Strona:PL Stanisław Przybyszewski-Mocny człowiek 073.jpeg

Z Wikiźródeł, wolnej biblioteki
Ta strona została uwierzytelniona.
IV.

Kiedy Łucya przyszła do siebie, świtało w pokoju.
Przysiadła na podłodze, obejrzała się dookoła i zwolna przytomniała.
Wszystko, co tej nocy przeżyła, wiedziała dokładnie, ale nie zadawała sobie trudu, by o czemkolwiek myśleć.

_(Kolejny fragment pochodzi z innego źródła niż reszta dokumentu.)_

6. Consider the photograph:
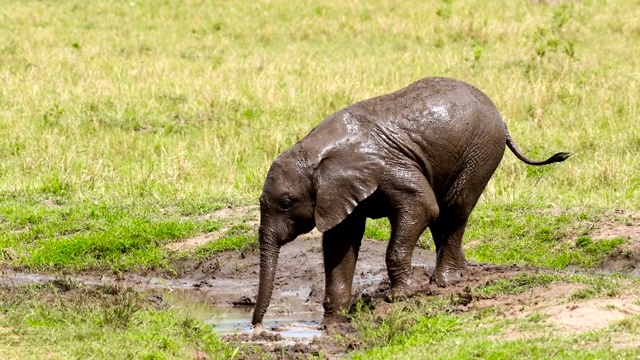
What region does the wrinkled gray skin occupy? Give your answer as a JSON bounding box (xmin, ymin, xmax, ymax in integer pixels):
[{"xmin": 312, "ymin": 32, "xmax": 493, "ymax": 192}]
[{"xmin": 252, "ymin": 78, "xmax": 569, "ymax": 326}]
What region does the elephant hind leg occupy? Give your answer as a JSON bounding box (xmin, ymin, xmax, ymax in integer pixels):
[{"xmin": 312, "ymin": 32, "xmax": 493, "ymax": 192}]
[
  {"xmin": 322, "ymin": 213, "xmax": 366, "ymax": 324},
  {"xmin": 386, "ymin": 181, "xmax": 440, "ymax": 301}
]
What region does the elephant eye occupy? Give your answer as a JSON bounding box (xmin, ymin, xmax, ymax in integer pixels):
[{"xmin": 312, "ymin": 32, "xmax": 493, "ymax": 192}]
[{"xmin": 280, "ymin": 198, "xmax": 291, "ymax": 211}]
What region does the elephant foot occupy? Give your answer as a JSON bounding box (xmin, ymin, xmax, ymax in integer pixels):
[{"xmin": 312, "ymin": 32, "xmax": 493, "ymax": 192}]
[
  {"xmin": 320, "ymin": 311, "xmax": 348, "ymax": 328},
  {"xmin": 429, "ymin": 268, "xmax": 466, "ymax": 287}
]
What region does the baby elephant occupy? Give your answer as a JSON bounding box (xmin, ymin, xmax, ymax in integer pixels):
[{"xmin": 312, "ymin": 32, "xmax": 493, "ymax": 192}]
[{"xmin": 252, "ymin": 77, "xmax": 570, "ymax": 332}]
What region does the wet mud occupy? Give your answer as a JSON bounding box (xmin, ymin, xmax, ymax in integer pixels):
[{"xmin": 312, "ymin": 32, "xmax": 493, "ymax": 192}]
[
  {"xmin": 0, "ymin": 208, "xmax": 640, "ymax": 359},
  {"xmin": 0, "ymin": 236, "xmax": 535, "ymax": 358}
]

W głowie łoskot, huk, szum — gdzieżby w tym zgiełku można o czemś myśleć! Przeciwnie, o niczem myśleć nie będzie. Odwróciła się ku drzwiom i wlepiła uporczywie i bezmyślnie oczy w świecącą klamkę.
Wiedziała, że się coś strasznego stało — coś, czegoby napewno myślą objąć nie zdołała, i to przeświadczenie nie pozwalało jej się z miejsca ruszyć, ani oczu odwrócić.
Raz po raz spadała czarna noc na jej oczy, zdawało jej się, że leci głową na dół w jakąś przepaść; wtedy odruchowo padała twarzą na ziemię, wpijała paznokcie w podłogę, by się tylko o coś zaczepić.